Namun demikian, Belanda tidak mengenal minimum khusus untuk suatu delik tertentu. Baik pidana denda maupun pidana penjara, pada dasarnya yang diancamkan hanya maksimum pidana untuk tiap-tiap delik. Berbeda dengan KUHP Indonesia, pidana penjara sementara waktu yang maksimal 20 tahun, di Belanda pidana penjara sementara waktu dapat dijatuhkan hingga 30 tahun. Denda di Belanda maksimum 67.000 euro. Dilihat dari sisi ini perlu penyelidikan tersendiri, berkenaan penentuan minimum khusus dalam Undang-Undang di luar KUHP yang telah diterapkan di Indonesia, yang juga akan diintrodusir di dalam RUU KUHP, apakah benar-benar telah mencerminkan rasa keadilan. Perlu penelitian dalam putusan-putusan  hakim yang menyimpangi ketentuan minimum khusus ini, menunjukkan justru ketentuan minimum khusus ini lebih banyak membawa kepada keburukan atau ketidakadilan daripada kebaikan dan keadilan. Selain itu, perlu penelitian tersendiri apakah maksimum pidana penjara sementara waktu itu sebaiknya diperlama seperti di Belanda hingga 30 tahun, atau cukup seperti tindak pidana pelanggaran hak asasi manusia yang berat yang dapat dijatuhkan hingga 25 tahun.

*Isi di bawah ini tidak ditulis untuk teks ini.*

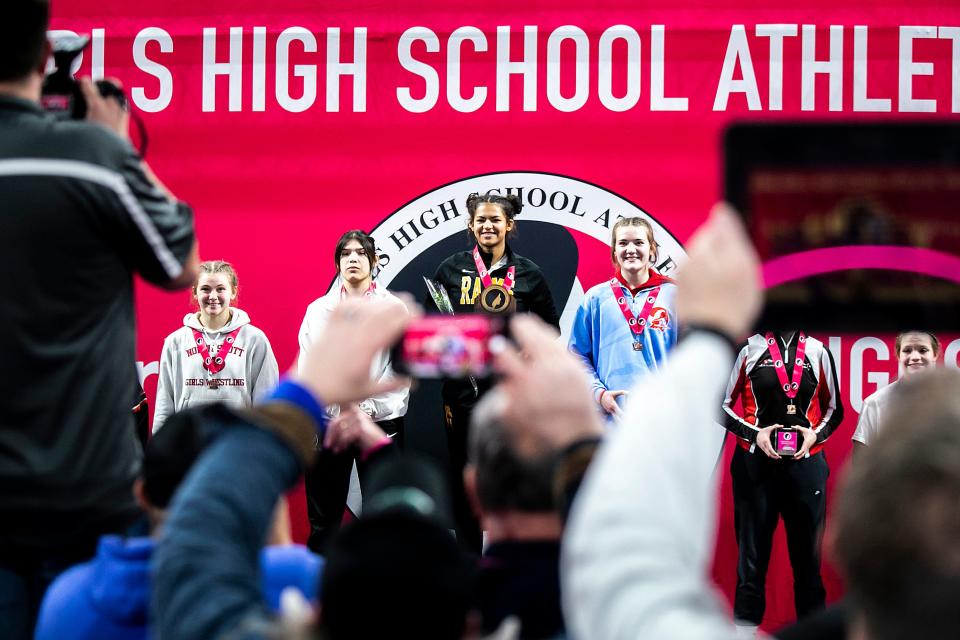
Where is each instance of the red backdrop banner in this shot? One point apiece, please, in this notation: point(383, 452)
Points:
point(285, 123)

Salah satu perkembangan dalam penjatuhan sanksi pidana di Belanda adalah diadakannya sentencing guidelines yang disusun oleh para hakim sebagai pedoman penjatuhan pidana. Dalam hal ini pidana yang dijatuhkan umumnya lebih rencah daripada pidana yang diacamkan dalam undang-undang. RUU KUHP juga mengenai    sentencing guidelines dalam bentuk pedoman pemidanaan dan pedoman penjatuhan pidana penjara, tetapi dalam makna yang lain, disini sentencing guidelines dirumuskan dalam RUU KUHP dan bukan kesepakatan diantara para hakim.
            Belanda tidak mengenai Pidana Mati, karena  Belanda telah menghapuskan pidana mati sejak tahun 1870. Sekalipun setelah masa itu pidana mati masih bisa dijatuhkan untuk act commited in time of war and  in the army (kejahatan pada masa perang dan kejahatan militer), tetapi mengacu pada Hukum Uni Eropa menyebabkan  Konstitusi Belanda tahun 1983, menentukan pidana mati benar-benar telah dihapuskan untuk setiap keadaan. 
Bagi Indonesia, ketika penggunan pidana mati dalam Hukum Pidana dipertahankan sebagai national policy, maka sejumlah persoalan seharusnya ditelaah kembali, yaitu:
(1)   Penerapan pidana mati dalam kasus-kasus konkrit yang masih belum memiliki acuan yang memungkinkan hal itu dilakukan secara terukur dan non disparity. Ketika dalam RUU KUHP telah diintrodusir “pedoman penjatuhan pidana penjara”, maka untuk kedepannya perlu dibuat “pedoman penjatuhan pidana mati”, antara lain memuat ketentuan:
a.       Pidana mati tidak dijatuhkan terhadap terdakwa yang baru pertama kali melakukan tindak pidana (first offender) yang diancam dengan pidana mati;
b.      Pidana mati tidak dijatuhkan terhadap terdakwa yang memiliki alasan apapun yang dapat meringankan baginya, baik karena perbuatannya, kesalahannya, atau karena hal-hal lain diluar hal itu;
c.       Pidana mati tidak dijatuhkan terhadap terdakwa yang melakukan tindak pidana karena dirinya sendiri menjadi korban dari tindak pidana yang dilakukan pihak lain;
(2)   Pelaksanaan (eksekusi) pidana mati terhadap terpidana-terpidana tertentu harus ditunda, antara lain apabila diterui keadaan-keadaan tertentu, antara lain:
a.       Pidana mati ditunda pelaksanaannya terhadap terpidana yang sedang mengajukan Peninjauan Kembali, kecuali untuk yang kedua dan seterusnya;
b.      Pidana mati ditunda pelaksanaannya terhadap terpidana yang belum mengajukan peninjauan kembali dalam waktu tenggang waktu lima tahun dan tidak lebih dari sepuluh tahun, sejak putusan yang menjatuhkan pidana itu berkekuatan hukum tetap;
c.       Pidana mati ditunda pelaksanaanya jika menurut pertimbangan Jaksa Agung atas perintah Presiden, pelaksanaanya tidak berguna bagi kepentingan umum, atau bertentangan dengan kepentingan nasional;
(3)   Terpidana mati tidak menunggu waktu pelaksanaan eksekusi di Lembaga Pemasyarakatan untuk mencegah dauble penalty.